Case ID: f-appx_119/html/0784-01.html
Source: Caselaw Access Project
Author: {"author": "", "license": "Public Domain", "url": "https://static.case.law/"}
Date Created: 2024-08-24T03:29:51.129683

Michael STAADT, Petitioner-Appellant, v. Mark A. BEZY, Respondent-Appellee.
    No. 04-2942.
    United States Court of Appeals, Seventh Circuit.
    Submitted Dec. 10, 2004.
    
    Decided Dec. 16, 2004.
    Michael W. Staadt, Terre Haute, IN, pro se.
    Gerald A. Coraz, Office of the United States Attorney, Indianapolis, IN, for Respondent-Appellee.
    Before POSNER, KANNE, and SYKES, Circuit Judges.
    
      
       After an examination of the briefs and the records, we have concluded that oral argument is unnecessary. Thus, the appeal is submitted on the briefs and the record. See Fed. R.App. P. 34(a)(2).
    
   ORDER

Michael Staadt filed a petition for habeas corpus, 28 U.S.C. § 2241(c)(3), requesting that the Bureau of Prisons (BOP) consider placing him in a Community Corrections Center (CCC) to serve the last six months of his sentence. He contends that under prior BOP policy he was eligible for placement in a CCC during the last six months of his sentence but under current BOP policy he is not eligible for placement until he begins serving the last ten percent of his nine-month sentence. Staadt argues in favor of the older policy. The district court concluded that in following its older policy the BOP had exceeded its authority under 18 U.S.C. § 3621(b) to designate a place of imprisonment for inmates. The court adopted the reasoning of Loeffler v. Menifee, 326 F.Supp.2d 454, 459-60 (S.D.N.Y.2004), that a CCC is not sufficiently restrictive to be considered a place of imprisonment under section 3621(b), and so under 18 U.S.C. § 3624(c), federal inmates are not eligible for placement in a CCC until service of the last ten percent of their sentence. The district court denied Staadt’s petition and dismissed it with prejudice. Staadt appeals that ruling, but we do not reach the merits of the district court’s decision.
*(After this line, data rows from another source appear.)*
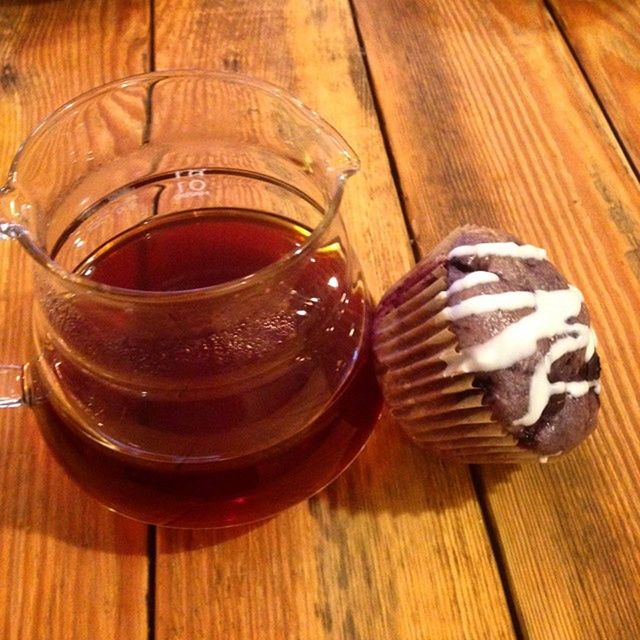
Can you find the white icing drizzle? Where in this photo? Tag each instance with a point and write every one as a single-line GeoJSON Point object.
{"type": "Point", "coordinates": [505, 249]}
{"type": "Point", "coordinates": [472, 279]}
{"type": "Point", "coordinates": [550, 317]}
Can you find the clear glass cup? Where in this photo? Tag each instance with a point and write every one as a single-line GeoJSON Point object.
{"type": "Point", "coordinates": [200, 323]}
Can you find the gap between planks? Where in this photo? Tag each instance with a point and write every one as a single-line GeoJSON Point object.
{"type": "Point", "coordinates": [558, 23]}
{"type": "Point", "coordinates": [476, 479]}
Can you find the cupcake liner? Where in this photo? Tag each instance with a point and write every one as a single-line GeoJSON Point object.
{"type": "Point", "coordinates": [446, 415]}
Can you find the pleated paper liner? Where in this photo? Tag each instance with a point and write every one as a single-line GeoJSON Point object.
{"type": "Point", "coordinates": [444, 414]}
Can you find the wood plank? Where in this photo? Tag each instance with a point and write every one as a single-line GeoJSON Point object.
{"type": "Point", "coordinates": [490, 121]}
{"type": "Point", "coordinates": [69, 568]}
{"type": "Point", "coordinates": [396, 548]}
{"type": "Point", "coordinates": [605, 36]}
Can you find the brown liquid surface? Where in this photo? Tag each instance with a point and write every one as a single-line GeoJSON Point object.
{"type": "Point", "coordinates": [226, 425]}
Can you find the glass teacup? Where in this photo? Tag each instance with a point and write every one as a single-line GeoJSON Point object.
{"type": "Point", "coordinates": [200, 323]}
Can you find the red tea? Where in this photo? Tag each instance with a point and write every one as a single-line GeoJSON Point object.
{"type": "Point", "coordinates": [210, 409]}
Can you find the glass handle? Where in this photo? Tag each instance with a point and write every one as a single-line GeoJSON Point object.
{"type": "Point", "coordinates": [12, 391]}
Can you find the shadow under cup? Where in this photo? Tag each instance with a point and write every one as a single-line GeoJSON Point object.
{"type": "Point", "coordinates": [209, 400]}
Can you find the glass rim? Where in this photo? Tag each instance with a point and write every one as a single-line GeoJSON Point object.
{"type": "Point", "coordinates": [83, 283]}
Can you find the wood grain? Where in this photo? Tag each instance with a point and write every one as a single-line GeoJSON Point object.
{"type": "Point", "coordinates": [396, 548]}
{"type": "Point", "coordinates": [490, 121]}
{"type": "Point", "coordinates": [69, 568]}
{"type": "Point", "coordinates": [605, 36]}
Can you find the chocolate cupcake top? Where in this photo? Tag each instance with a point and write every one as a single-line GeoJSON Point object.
{"type": "Point", "coordinates": [525, 333]}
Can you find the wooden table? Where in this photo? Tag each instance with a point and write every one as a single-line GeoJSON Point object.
{"type": "Point", "coordinates": [521, 114]}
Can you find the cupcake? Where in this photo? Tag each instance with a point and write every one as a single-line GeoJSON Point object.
{"type": "Point", "coordinates": [485, 353]}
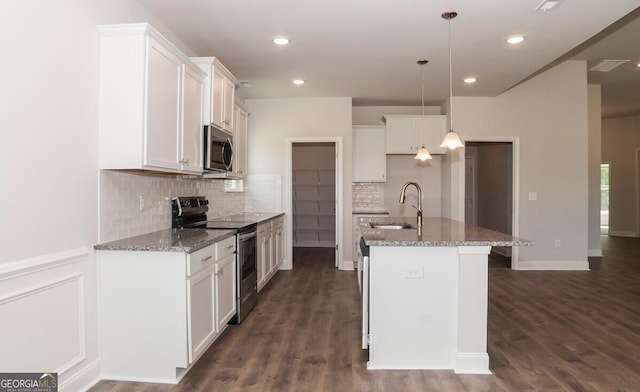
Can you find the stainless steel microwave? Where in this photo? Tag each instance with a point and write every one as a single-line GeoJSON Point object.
{"type": "Point", "coordinates": [218, 149]}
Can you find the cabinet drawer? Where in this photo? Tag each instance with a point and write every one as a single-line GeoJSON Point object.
{"type": "Point", "coordinates": [225, 248]}
{"type": "Point", "coordinates": [200, 259]}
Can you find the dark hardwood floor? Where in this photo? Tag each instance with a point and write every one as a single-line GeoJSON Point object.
{"type": "Point", "coordinates": [548, 331]}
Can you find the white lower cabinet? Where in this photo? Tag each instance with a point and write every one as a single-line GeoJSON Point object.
{"type": "Point", "coordinates": [225, 291]}
{"type": "Point", "coordinates": [201, 318]}
{"type": "Point", "coordinates": [270, 240]}
{"type": "Point", "coordinates": [160, 311]}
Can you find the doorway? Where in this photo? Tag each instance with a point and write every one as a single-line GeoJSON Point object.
{"type": "Point", "coordinates": [313, 189]}
{"type": "Point", "coordinates": [489, 191]}
{"type": "Point", "coordinates": [604, 198]}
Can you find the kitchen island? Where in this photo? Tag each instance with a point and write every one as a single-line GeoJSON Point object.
{"type": "Point", "coordinates": [425, 297]}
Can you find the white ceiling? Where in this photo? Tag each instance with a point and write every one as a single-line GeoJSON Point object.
{"type": "Point", "coordinates": [367, 49]}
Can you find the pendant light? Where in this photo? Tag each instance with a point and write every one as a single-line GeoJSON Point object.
{"type": "Point", "coordinates": [423, 153]}
{"type": "Point", "coordinates": [451, 139]}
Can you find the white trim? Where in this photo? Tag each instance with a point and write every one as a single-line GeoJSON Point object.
{"type": "Point", "coordinates": [348, 265]}
{"type": "Point", "coordinates": [472, 363]}
{"type": "Point", "coordinates": [554, 265]}
{"type": "Point", "coordinates": [41, 263]}
{"type": "Point", "coordinates": [287, 202]}
{"type": "Point", "coordinates": [515, 216]}
{"type": "Point", "coordinates": [84, 379]}
{"type": "Point", "coordinates": [620, 233]}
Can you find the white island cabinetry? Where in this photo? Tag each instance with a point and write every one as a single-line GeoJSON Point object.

After the district court issued its judgment, we decided in Richmond v. Scibana, 387 F.3d 602 (7th Cir.2004), that a prisoner may not use § 2241 to claim that the BOP should consider placing him in a CCC. Id. at 605-06. Such a claim is a challenge to the rules affecting the conditions of custody, and federal prisoners must challenge those rules under the Administrative Procedure Act, 5 U.S.C. § 702. See Richmond, 387 F.3d at 605-06.

We said in Richmond that it might be appropriate to remand a case such as this and give the litigant an opportunity to convert his suit, but here a remand would be futile. Under the exhaustion requirement of the Prison Litigation Reform Act, see 42 U.S.C. § 1997e(a), Staadt would be required to prove that he exhausted his administrative remedies. See Richmond, 387 F.3d at 606. Staadt said in his petition that he utilized the first two levels of his administrative remedies. There were, however, more than two levels available to him. See 28 C.F.R. § 542.13 to 542.15 (describing informal resolution, initial filing, and multiple levels of appeals available to inmates). If Staadt were to convert his suit into one under the APA, the district court would have to dismiss it for failure to exhaust administrative remedies.

Because the district court reached the merits of Staadt’s claim and dismissed it with prejudice, we MODIFY that disposition to be a dismissal without prejudice and AFFIRM as modified.